In the case of the Kreelan ship, either they had nothing mounted in the stern to shoot with, or they hadn’t seen McClaren. Sato couldn’t credit the latter notion, and so he kept his fingers crossed that they didn’t have any weapons that could be trained directly aft. On the other hand, maybe they wanted McClaren to come close so they could fling boarders at her. If they tried, they’d be in for a very unpleasant surprise.
“We’ve got two minutes, sir,” Bogdanova said nervously. They were measuring their closure rate by having one of the Marines, perched in the wreckage at the front of the ship, take range readings to the Kreelan vessel at intervals with a laser rangefinder. Combining the distance readings and information from the ship’s chronometer told them how fast they were approaching, and how long they had left before impact.
“Remember the plan,” he told Ruiz, who only nodded in his armored suit. While the crew originally thought Sato was just going to make a suicide attack, he had a different idea. “We’ve got to hit hard enough to damage her drives so she can’t pursue the boats. That’s the main objective. If we manage to survive that, Ruiz will lead the Marines aboard to take out her weapons or, better yet, destroy her completely. We can’t get away from her while her weapons are still functional, since all we have to fight back with is the aft ventral battery. She’ll blow us to pieces if any of her weapons are intact.” He looked at the others, then said, “Any questions?”
“What if they send boarders at us?” DeFusco asked pointedly.
“That’s why I had all of you draw weapons,” Sato said grimly, conscious of the weight of the assault rifle slung over his shoulder, and the katana hanging at his side.

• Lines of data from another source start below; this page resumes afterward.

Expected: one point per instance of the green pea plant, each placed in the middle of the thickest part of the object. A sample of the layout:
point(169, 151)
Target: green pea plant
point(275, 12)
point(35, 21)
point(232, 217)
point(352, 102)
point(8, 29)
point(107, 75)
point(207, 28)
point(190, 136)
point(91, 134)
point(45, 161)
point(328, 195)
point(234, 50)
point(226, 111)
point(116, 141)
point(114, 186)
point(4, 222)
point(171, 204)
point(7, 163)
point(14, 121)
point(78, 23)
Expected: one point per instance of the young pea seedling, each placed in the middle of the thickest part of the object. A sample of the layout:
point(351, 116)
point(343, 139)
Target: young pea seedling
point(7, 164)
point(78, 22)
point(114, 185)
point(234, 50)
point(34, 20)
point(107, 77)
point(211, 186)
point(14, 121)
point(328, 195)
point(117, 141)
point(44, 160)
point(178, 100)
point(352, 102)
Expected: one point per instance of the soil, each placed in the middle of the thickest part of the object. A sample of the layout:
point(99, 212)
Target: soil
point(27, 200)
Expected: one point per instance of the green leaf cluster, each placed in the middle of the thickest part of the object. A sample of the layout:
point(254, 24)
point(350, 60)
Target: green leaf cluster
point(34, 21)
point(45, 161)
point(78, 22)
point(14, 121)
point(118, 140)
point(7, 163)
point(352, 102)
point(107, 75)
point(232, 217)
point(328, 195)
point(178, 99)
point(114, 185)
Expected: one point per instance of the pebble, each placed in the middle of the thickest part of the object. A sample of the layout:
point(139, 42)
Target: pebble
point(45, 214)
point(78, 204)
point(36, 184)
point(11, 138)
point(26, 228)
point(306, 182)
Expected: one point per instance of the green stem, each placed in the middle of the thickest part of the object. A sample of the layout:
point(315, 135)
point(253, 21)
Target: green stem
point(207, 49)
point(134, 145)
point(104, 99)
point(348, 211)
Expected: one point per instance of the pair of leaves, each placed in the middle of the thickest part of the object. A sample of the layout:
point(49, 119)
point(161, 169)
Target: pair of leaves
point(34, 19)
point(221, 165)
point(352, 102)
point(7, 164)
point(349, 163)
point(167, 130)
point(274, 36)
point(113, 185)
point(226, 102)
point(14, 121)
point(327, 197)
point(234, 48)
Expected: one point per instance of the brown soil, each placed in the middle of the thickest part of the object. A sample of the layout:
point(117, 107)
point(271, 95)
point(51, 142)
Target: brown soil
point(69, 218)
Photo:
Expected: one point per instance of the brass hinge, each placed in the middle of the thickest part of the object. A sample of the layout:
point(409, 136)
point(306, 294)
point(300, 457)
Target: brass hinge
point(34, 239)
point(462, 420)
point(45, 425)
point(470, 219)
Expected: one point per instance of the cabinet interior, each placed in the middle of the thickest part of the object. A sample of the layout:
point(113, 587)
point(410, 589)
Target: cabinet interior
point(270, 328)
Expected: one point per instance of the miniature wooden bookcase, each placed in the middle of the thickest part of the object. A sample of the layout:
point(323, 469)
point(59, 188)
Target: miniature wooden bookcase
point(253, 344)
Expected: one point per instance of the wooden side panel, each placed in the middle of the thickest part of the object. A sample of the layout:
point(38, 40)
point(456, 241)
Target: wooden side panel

Miraculously, his quarters hadn’t suffered any damage and he had been able to retrieve it. And the newly commissioned warships that had come on this expedition, unlike the Aurora, had well-stocked armories and weapons lockers in several key locations, not just a handful of weapons concentrated in one place. “The Marines have to take the enemy ship. We have to defend our own.”
“Any more questions?” Sato asked. Heads shook all around. “Then let’s do it.”
* * *
Ruiz thought the idea the lieutenant - captain, he reminded himself - had come up with was bug-fuck crazy, but he had to admit the boy had style. And as far as dim-witted stunts that could get you killed went, it appealed to his inner nature. Perched here among the twisted beams and torn plating that was now the “bow” of the ship, watching the Kreelan ship’s drives grow ever larger as the McClaren charged right up her ass, he didn’t doubt that he’d be smashed into paste before he had a chance to shoot one of the aliens. He hoped otherwise, but he’d never been a Pollyanna optimist. He hated people like that.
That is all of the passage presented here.